Tanto faz. Tanto faz de onde, como, de quem. A paulada é uma certeza e o ato de levantar corresponde a dar o pescoço para o carrasco, mas sem dar-lhe o óbolo em paga para cortar nossa cabeça com carinho.
O mundo surge cinza no meio da semiescuridão do quarto iluminado pela luz da manhã entrando pelas frestas da janela fechada. E a semiescuridão do quarto faz mais cinza ainda as outras perspectivas.
Levantar é a certeza do desastre, do preço que não vale a pena ser pago, de que tudo está errado e por isso qualquer coisa vai dar errado, por mais esforço e sacrifício que se faça.
Mas, a gente se levanta porque tem que se levantar.

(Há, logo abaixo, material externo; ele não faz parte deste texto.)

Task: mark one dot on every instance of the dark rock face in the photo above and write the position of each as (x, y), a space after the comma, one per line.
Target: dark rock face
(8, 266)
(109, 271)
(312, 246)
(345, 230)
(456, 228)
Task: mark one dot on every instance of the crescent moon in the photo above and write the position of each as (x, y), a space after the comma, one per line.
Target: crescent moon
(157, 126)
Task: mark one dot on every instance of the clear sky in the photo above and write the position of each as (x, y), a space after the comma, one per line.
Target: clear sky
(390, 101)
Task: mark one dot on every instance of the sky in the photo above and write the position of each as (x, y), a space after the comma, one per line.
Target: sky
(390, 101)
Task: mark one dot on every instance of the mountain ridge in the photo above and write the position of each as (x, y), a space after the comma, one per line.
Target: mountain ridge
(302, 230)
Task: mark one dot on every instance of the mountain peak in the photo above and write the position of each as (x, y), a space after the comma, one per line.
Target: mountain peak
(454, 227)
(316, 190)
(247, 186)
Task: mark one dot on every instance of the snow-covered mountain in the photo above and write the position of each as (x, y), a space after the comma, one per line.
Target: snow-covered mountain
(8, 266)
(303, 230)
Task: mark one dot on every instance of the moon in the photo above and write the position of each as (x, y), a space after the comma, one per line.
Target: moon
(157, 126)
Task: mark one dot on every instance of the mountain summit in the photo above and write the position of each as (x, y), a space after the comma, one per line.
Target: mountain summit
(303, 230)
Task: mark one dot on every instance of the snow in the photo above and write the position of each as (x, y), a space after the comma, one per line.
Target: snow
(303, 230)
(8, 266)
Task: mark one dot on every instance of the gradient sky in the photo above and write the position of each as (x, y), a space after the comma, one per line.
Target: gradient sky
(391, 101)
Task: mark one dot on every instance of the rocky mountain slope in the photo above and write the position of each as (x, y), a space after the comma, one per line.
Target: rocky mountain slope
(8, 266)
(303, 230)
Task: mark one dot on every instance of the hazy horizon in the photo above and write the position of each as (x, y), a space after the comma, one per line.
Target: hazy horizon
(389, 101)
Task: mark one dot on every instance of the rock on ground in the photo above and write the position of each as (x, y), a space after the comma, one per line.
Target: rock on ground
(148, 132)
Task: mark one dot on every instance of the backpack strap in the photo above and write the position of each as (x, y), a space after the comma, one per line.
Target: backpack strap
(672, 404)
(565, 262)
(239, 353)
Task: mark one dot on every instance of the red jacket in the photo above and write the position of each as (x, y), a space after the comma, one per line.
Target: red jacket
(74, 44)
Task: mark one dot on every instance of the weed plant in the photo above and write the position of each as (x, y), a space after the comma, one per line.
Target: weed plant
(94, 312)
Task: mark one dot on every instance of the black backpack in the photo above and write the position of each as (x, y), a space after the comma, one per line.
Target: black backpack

Sai da cama, abre a janela, olha pra fora e descobre que o mundo está lá, do jeito de sempre, mas se mostrando de outro jeito.
Uma flor balança na trepadeira ao lado, um pássaro canta, um bando de periquitos passa voando, fazendo uma algazarra louca, que assusta o pássaro que para de cantar.
A vida se mostra, se expõe, em cada galho balançando, na nuvem que tapa o sol, no vento semifrio da manhã de outono.
De repente, a pele se arrepia, o dia entra pelo corpo, toma o sangue e acelera o coração.
O cinza sai de cena. A luz fica mais clara e todas as certezas que estavam escondidas fazem, de novo, a vida valer qualquer pena.